Eligible technologies must be biological in nature, interact with biological systems, or address a biological challenge. Applications focused solely on medical or clinical devices, therapeutics or diagnostics are not eligible.
Businesses interested in applying can find out more at https://iuk-business-connect.org.uk/opportunities/deeptech-catalyst-bio-2026/
The deadline for expressions of interest is 11:59 pm on 16 August 2026.
New investment for former coalfield areas
It has been confirmed that former coalfield areas in England, Scotland and Wales will get a share of £13.5 million to construct new industrial developments for businesses.

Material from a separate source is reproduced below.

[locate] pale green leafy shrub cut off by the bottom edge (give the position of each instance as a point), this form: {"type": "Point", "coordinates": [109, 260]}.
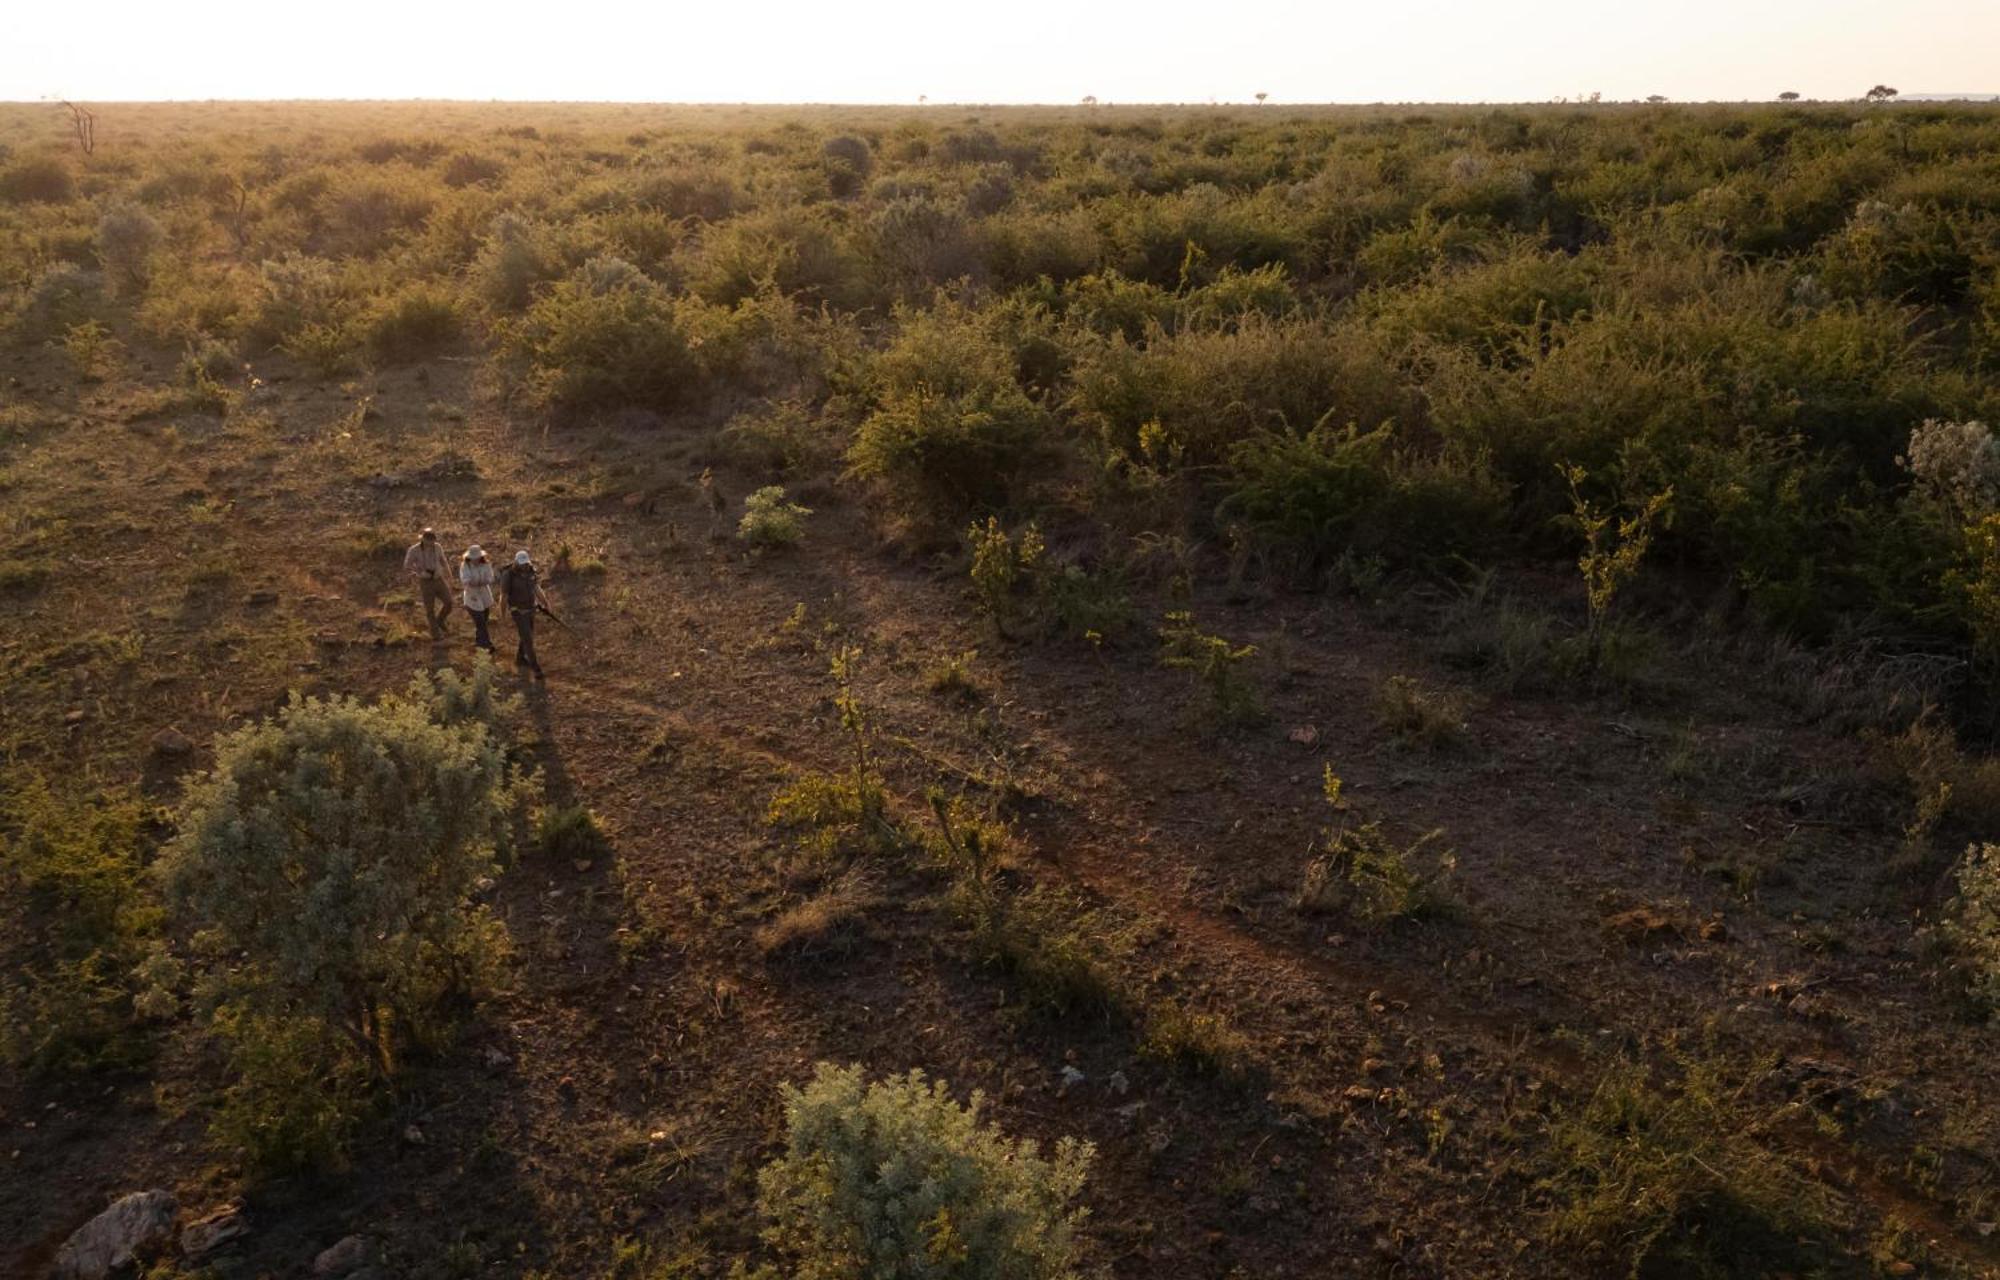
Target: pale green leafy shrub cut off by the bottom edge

The money from the Government’s Growth Mission Fund will pay for half of the construction costs of new industrial developments that will house Small and Medium-sized Enterprises. The Coalfields Regeneration Trust - a charity dedicated to creating jobs and injecting growth into coalfield areas - will fund the other half.
The funding will support entrepreneurs in those areas who want to start their own business or business owners who want to expand their company in their home town. Subject to approval of the final business cases, the six areas set to receive funding are:
- Cowdenbeath (Perth Road): 51,000 square feet of light industrial units will be built along with a substation and 87 car parking spaces. 103 jobs will be created on site, with hundreds more supported.
- St Helens (Robins Lane, Sutton Fold): 32,000 square feet of light industrial units will be built alongside 54 car parking spaces. 64 jobs will be created on-site.
- Thoresby (Thoresby Vale Colliery): A 22,500 square foot industrial development is proposed once the site is purchased – expected later this summer.
- Ashington (Ashwood Business Park): A 49,500 square foot industrial development is proposed once the site is purchased. The sale is expected to be completed later this summer.
- Resolven (Vale of Neath Business Park): A 30,000 square foot industrial development is proposed once the site is purchased and planning permission secured.
- Seven Sisters (Nant y Cafn Business Park): A 45,000 square foot industrial development is proposed once the site is purchased and planning permission secured.